The objective of this work is to optimize the charging current profile based on electrochemical thermal model and dynamic programming for a 26650 cylindrical lithium iron phosphate (LFP) battery. The proposed model is implemented on a multi-stage constant current (MSCC) fast charging strategy for charging from 0 % to 80 % of its rated capacity within 30 minutes. The goal of the optimization is to maximize the charging energy efficiency or/and minimize the temperature rise and charging voltage. The control variable of various charging current protocols using the C-rate level ranging from 0.6 C-rate and 2.6 C-rate are applied to the MSCC fast charging. The constraints of the optimization include temperature and cell voltage, which are applied to prevent thermal runway and reduce the capacity fade. The optimized charging current profile based on various initial temperatures, ambient temperatures, and heat transfer coefficients will be compared. In addition, the effect of constraints on optimization results will be discussed.

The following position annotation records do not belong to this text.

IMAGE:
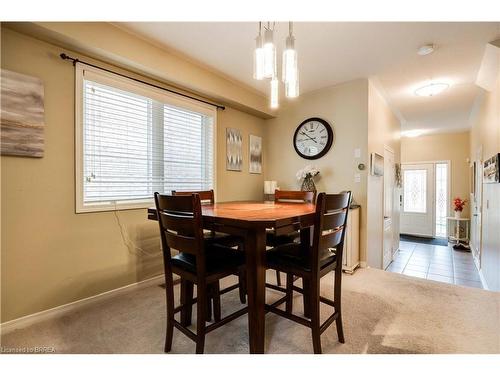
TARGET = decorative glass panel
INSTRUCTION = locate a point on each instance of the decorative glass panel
(441, 199)
(415, 190)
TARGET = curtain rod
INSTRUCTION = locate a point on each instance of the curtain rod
(74, 60)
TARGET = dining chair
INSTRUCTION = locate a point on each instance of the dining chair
(287, 196)
(208, 197)
(198, 263)
(311, 263)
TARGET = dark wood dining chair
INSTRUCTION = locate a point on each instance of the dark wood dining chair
(311, 263)
(208, 197)
(198, 263)
(288, 196)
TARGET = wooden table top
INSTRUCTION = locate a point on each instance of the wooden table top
(255, 212)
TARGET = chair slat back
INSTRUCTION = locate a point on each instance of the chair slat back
(180, 222)
(293, 196)
(206, 196)
(329, 228)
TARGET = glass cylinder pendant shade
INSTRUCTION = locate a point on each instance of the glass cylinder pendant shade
(274, 93)
(292, 88)
(269, 55)
(290, 71)
(258, 59)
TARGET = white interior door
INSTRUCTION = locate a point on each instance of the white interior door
(476, 202)
(417, 213)
(388, 207)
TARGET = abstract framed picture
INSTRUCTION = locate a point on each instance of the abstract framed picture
(234, 154)
(255, 152)
(377, 164)
(22, 115)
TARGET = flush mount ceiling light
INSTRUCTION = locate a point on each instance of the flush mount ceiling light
(412, 133)
(432, 89)
(265, 62)
(426, 49)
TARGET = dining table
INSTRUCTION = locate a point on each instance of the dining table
(250, 220)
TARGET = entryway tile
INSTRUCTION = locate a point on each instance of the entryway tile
(443, 279)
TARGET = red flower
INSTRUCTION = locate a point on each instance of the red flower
(459, 204)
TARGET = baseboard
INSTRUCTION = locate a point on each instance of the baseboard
(54, 312)
(483, 280)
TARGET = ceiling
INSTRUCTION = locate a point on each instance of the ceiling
(335, 52)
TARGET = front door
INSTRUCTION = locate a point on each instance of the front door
(417, 214)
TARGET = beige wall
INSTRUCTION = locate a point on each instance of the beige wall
(345, 108)
(440, 147)
(50, 255)
(485, 133)
(384, 129)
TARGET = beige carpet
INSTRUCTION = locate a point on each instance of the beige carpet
(383, 313)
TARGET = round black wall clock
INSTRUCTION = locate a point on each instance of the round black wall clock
(313, 138)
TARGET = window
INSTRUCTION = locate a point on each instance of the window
(415, 190)
(133, 140)
(441, 198)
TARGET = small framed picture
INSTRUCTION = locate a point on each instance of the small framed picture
(377, 164)
(255, 152)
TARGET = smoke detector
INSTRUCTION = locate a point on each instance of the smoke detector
(426, 49)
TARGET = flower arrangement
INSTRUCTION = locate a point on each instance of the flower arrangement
(307, 174)
(308, 171)
(459, 204)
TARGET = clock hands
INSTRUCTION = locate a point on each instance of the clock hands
(308, 136)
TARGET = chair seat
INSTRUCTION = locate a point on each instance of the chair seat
(274, 240)
(292, 256)
(222, 239)
(218, 259)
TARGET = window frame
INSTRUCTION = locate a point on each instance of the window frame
(114, 80)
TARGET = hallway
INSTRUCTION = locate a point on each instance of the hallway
(438, 263)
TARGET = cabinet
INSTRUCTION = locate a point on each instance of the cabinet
(350, 258)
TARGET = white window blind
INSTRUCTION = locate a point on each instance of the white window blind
(136, 140)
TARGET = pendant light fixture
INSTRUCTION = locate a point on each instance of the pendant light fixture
(269, 52)
(290, 57)
(274, 93)
(265, 64)
(258, 56)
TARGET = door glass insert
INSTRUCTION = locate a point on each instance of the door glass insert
(441, 198)
(415, 190)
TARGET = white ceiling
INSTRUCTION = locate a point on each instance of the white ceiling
(333, 52)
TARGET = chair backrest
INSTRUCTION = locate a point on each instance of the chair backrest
(294, 196)
(206, 196)
(329, 227)
(181, 226)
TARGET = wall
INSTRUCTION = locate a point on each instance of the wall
(437, 147)
(384, 129)
(344, 106)
(485, 133)
(50, 255)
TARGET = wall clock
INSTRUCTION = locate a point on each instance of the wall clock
(313, 138)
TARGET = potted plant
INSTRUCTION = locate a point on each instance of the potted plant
(458, 204)
(307, 174)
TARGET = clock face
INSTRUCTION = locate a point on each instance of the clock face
(313, 138)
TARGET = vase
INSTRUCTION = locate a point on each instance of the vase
(308, 184)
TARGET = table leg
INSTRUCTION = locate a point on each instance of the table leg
(255, 248)
(305, 240)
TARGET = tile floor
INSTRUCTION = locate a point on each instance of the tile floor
(438, 263)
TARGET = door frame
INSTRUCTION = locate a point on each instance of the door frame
(448, 212)
(391, 217)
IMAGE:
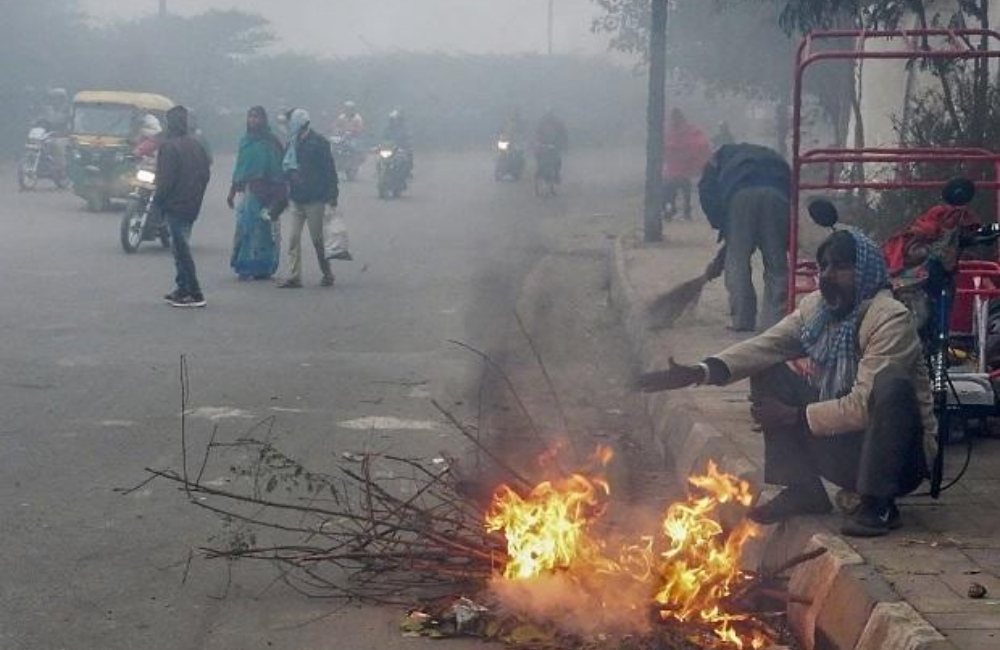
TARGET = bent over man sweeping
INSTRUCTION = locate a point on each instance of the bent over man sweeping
(862, 417)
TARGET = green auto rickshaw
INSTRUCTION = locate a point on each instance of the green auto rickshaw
(104, 130)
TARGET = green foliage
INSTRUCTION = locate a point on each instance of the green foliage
(930, 125)
(730, 46)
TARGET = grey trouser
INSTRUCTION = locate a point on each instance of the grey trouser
(313, 214)
(757, 219)
(885, 460)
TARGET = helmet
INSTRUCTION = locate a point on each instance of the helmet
(58, 96)
(150, 126)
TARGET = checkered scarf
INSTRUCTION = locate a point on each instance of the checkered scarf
(830, 343)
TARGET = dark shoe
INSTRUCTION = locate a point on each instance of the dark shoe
(848, 502)
(875, 517)
(791, 502)
(195, 300)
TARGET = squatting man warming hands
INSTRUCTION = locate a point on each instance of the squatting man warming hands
(861, 417)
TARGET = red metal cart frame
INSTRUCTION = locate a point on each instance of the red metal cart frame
(950, 44)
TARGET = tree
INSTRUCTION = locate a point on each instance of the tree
(701, 49)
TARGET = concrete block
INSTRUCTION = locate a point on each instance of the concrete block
(814, 580)
(855, 591)
(897, 626)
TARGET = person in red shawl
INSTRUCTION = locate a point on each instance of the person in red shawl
(685, 151)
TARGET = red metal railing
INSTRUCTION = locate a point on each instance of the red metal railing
(917, 44)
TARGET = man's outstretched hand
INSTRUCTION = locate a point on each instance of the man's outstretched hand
(675, 376)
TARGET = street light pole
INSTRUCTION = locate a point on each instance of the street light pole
(551, 15)
(655, 109)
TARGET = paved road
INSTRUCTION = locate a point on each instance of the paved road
(89, 390)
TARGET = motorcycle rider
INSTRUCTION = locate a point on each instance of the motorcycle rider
(150, 132)
(349, 123)
(397, 134)
(551, 132)
(56, 112)
(55, 118)
(513, 127)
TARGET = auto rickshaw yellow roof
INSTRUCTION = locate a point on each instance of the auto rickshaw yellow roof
(150, 101)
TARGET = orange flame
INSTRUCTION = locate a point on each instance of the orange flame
(702, 564)
(691, 566)
(549, 528)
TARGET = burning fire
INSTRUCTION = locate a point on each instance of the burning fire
(687, 569)
(548, 529)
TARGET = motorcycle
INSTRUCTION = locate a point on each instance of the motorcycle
(38, 161)
(547, 164)
(347, 155)
(392, 170)
(509, 160)
(142, 221)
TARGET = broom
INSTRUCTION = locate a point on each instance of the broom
(664, 311)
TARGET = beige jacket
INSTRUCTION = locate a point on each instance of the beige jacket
(887, 335)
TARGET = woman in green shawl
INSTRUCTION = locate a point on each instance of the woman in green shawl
(258, 194)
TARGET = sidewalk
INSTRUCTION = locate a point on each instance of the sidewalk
(906, 591)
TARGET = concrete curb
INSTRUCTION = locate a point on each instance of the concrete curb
(852, 607)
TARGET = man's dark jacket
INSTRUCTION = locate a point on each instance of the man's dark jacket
(182, 173)
(315, 181)
(735, 167)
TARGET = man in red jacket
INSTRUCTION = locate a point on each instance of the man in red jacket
(685, 152)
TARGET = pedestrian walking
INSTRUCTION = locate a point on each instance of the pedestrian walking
(258, 195)
(313, 190)
(685, 152)
(182, 173)
(744, 193)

To study the effect of fast charging based on the battery dynamics, the electrochemical model first proposed by Newman et al. has been addressed. Even though the electrochemical model is not suitable for online application, the results can serve as a benchmark to evaluate and improve an existing online algorithm for battery fast charging optimization. However, few of those works using electrochemical models discussed the effect of fast charging strategies on battery electrochemical and thermal behavior, as well as charging energy efficiency under various charging current patterns.
Based on dynamic programming and electrochemical thermal model, this research proposes a new method to optimize charging current profile under various constraints and different optimization goals, which are useful for fast charging application of lithium-ion batteries on electric vehicles.